Pattern Of Biodiversity


Studies have shown reasons for vary in biodiversity pattern across the globe. Biodiversity is not evenly distributed, and it varies greatly across the universe as well as within regions. other factors are, the diversity of all living things “biota” depends on soil, temperature, altitude, appreciation, geography and the presence of other species. And the study of the spatial distribution of organisms, species, and ecosystems, is called the science of biogeography. This uneven distribution in biodiversity pattern did not just manifest but it has a result of several factors.

Reasons for the massively increased level of biodiversity at the tropics are explained as follows:

The Tropical areas have a more predictable climate compared to the temperate areas. Therefore, the tropics succeed in supporting a higher number of species as the species do not have to keep adapting to a changing season.

The Temperate regions have suffered a lot of glaciations in the recent past because they have had a very unstable environment. In which, the tropics have been comparatively reliable. Though, speciation has been more favored in the tropics compared to that of the temperate lands.

The tropical regions are comparatively more influence by solar energy. Because of this, the plants in this region receive more energy during photosynthesis. This, in turn, gives more energy to the successive trophic levels in the food chain. Though, more energy supports more diversity.
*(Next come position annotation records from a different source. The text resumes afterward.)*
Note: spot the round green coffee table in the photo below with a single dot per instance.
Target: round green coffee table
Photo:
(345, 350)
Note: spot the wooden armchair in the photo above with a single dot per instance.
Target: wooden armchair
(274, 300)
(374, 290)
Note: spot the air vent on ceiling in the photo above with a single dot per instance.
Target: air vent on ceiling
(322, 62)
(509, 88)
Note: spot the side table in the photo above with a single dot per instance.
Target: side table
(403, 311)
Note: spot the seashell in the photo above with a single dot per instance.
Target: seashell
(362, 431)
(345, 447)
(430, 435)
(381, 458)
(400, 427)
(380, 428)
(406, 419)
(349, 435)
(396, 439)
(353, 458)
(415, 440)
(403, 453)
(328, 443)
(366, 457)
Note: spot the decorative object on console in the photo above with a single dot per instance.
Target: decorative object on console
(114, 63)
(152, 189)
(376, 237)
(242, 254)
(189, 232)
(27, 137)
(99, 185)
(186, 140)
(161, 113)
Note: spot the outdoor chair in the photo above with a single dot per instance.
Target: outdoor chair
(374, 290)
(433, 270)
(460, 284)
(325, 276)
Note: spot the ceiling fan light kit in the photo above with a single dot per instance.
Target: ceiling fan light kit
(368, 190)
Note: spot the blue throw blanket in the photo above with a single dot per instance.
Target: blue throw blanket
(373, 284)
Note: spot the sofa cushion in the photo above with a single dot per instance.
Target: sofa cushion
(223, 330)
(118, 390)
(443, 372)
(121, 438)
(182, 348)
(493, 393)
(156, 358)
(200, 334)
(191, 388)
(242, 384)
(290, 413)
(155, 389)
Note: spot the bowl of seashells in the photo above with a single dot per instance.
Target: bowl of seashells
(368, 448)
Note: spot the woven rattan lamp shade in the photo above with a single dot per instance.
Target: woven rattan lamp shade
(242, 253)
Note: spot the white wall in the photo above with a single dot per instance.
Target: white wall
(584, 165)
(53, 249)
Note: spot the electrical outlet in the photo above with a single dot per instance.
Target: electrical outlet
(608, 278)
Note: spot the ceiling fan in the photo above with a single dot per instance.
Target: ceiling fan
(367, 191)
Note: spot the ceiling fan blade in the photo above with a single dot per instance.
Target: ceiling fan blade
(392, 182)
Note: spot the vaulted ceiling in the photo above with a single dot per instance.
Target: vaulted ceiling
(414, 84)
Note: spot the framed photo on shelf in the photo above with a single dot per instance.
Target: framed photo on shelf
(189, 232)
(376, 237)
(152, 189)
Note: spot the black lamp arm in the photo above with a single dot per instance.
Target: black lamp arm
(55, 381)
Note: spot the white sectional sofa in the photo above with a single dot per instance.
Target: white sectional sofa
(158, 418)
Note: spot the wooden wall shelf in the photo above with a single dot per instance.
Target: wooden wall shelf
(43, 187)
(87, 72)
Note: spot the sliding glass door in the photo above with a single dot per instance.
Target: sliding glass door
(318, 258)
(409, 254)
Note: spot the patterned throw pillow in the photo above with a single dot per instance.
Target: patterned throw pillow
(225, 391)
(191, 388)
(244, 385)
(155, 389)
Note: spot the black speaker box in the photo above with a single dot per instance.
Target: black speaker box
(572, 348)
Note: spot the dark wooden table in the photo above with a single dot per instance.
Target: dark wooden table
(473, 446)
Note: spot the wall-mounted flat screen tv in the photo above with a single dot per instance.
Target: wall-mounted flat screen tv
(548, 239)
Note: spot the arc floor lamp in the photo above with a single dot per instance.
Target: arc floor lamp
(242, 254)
Species-Area relationships – The great German naturalist and geographer, called Alexander von Humboldt discover that the relation between an area and the species richness found in it. He discovered that as he increased the area of observation, the plant and animal diversity increased but up to a certain stage.

Latitudinal Gradients in Pattern of Biodiversity

There is a massive increment in biodiversity from the poles to the tropics. Though, the localities at lower latitudes carry more species than localities at higher latitudes. This is often called the latitudinal gradient in biodiversity pattern. Some ecological factors also contributed to the gradient, but the paramount factor behind many of them is the greater mean temperature at the equator compared to that of the poles.

Though terrestrial biodiversity decreases from the equator to the poles, some findings claim that this characteristic is unverified in the aquatic environment, especially in marine ecosystems. The distribution of parasites does not appear to follow this principle. The ecosystem determines the pattern of biodiversity as the climatic factor is essential.